# tear offs



## drs (Nov 18, 2010)

if you have a 2 layer tearoff do you charge the same price for the second layer as you do the first. i look at it as twice the clean up so it should be twice the money as a 1 layer.


----------



## buildpinnacle (Apr 18, 2009)

It depends. Commone sense tells you it should cost the same. It takes up the same amount of room, takes same procedure to tear off as first....should be same. However, unless I confirm it is coming off in pieces (which I will charge more) it is uually about 75% of first layer cost insofar as unit price goes. Not much logic in that now that I read it back.


----------



## Ed the Roofer (Sep 15, 2008)

Just look at your Xactimate and see that your cut rate is pretty darn close to what they say.
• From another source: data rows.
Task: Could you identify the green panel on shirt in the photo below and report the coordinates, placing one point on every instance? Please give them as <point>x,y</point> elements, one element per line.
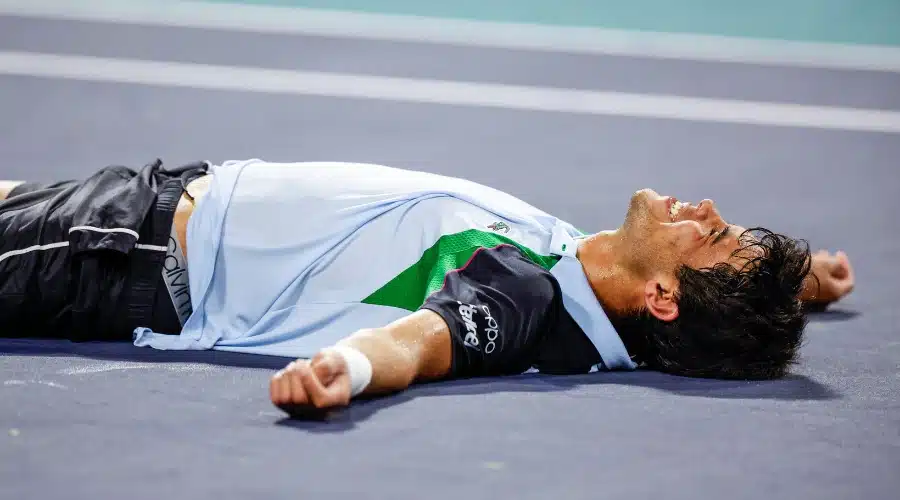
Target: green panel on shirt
<point>409,289</point>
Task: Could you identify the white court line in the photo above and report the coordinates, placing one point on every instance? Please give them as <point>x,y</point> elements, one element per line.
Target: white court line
<point>110,366</point>
<point>518,36</point>
<point>209,77</point>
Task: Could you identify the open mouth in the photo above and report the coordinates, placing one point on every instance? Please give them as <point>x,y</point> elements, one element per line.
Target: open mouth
<point>674,208</point>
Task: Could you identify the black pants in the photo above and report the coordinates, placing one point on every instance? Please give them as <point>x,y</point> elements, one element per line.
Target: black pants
<point>82,260</point>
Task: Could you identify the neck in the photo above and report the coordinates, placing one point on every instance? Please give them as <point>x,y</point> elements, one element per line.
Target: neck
<point>616,288</point>
<point>612,282</point>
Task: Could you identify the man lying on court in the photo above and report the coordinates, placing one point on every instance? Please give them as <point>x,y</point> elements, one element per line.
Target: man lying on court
<point>380,277</point>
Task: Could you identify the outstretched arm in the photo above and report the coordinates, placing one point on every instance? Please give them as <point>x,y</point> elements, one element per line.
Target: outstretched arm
<point>831,278</point>
<point>414,348</point>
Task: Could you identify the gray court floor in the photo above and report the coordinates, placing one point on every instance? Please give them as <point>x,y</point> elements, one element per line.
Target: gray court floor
<point>113,421</point>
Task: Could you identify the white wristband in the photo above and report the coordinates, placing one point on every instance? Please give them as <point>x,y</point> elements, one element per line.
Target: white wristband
<point>358,367</point>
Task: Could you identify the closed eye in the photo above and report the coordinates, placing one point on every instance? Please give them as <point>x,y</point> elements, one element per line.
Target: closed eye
<point>721,234</point>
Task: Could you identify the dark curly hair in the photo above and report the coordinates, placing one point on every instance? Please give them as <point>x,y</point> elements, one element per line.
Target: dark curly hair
<point>733,323</point>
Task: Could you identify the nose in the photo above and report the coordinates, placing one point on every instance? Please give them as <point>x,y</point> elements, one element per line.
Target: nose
<point>706,208</point>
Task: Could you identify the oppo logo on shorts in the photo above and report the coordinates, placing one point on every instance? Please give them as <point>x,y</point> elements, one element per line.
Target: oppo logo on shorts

There is a "Slight" benefit of peeling 2 roofs off at once, which does save some time usually, but I still see no reason for doing twice the work for the cheaper than twice the amount fee, but thats life and what most of the competition is charging too.

Ed


----------



## dougger222 (Aug 13, 2010)

In my area X is at $50 a square for one layer and $35 a square for second layer.

One in five two layer tear offs come off fairly easy. The other four are a real pain. That being said on none insurance jobs I charge double to tear off two layer tear offs.

Condsider this, On a one layer tear off you have one layer fastened down. On a two layer tear off once you get the top layer torn off you now have double the fasteners in the first layer. That being said I feel it's over twice the work to tear off a double layer.

The only advantage to a two layer is the lack of ice and water in almost every case. No sticky shingle on the eaves makes tearing off down there a breeze. However same area there's a good chance for rot.


----------



## drs (Nov 18, 2010)

how about when the 1st layer is cedar and shingles on top? i know its 5x more space to takeup in a dumpster and a lot more clean up. do u guys mark up more for that? i havent been but i think i might start charging more per sq to tearoff when theres cedar involved


----------



## dougger222 (Aug 13, 2010)

Insurance is at something like $75 per square to tear off wood shingles up to and including a 6/12 pitch.

Unlike 95% of the line items in Xactimate that's just not enough. I like to get $100 to square to tear off cedar shingles.


----------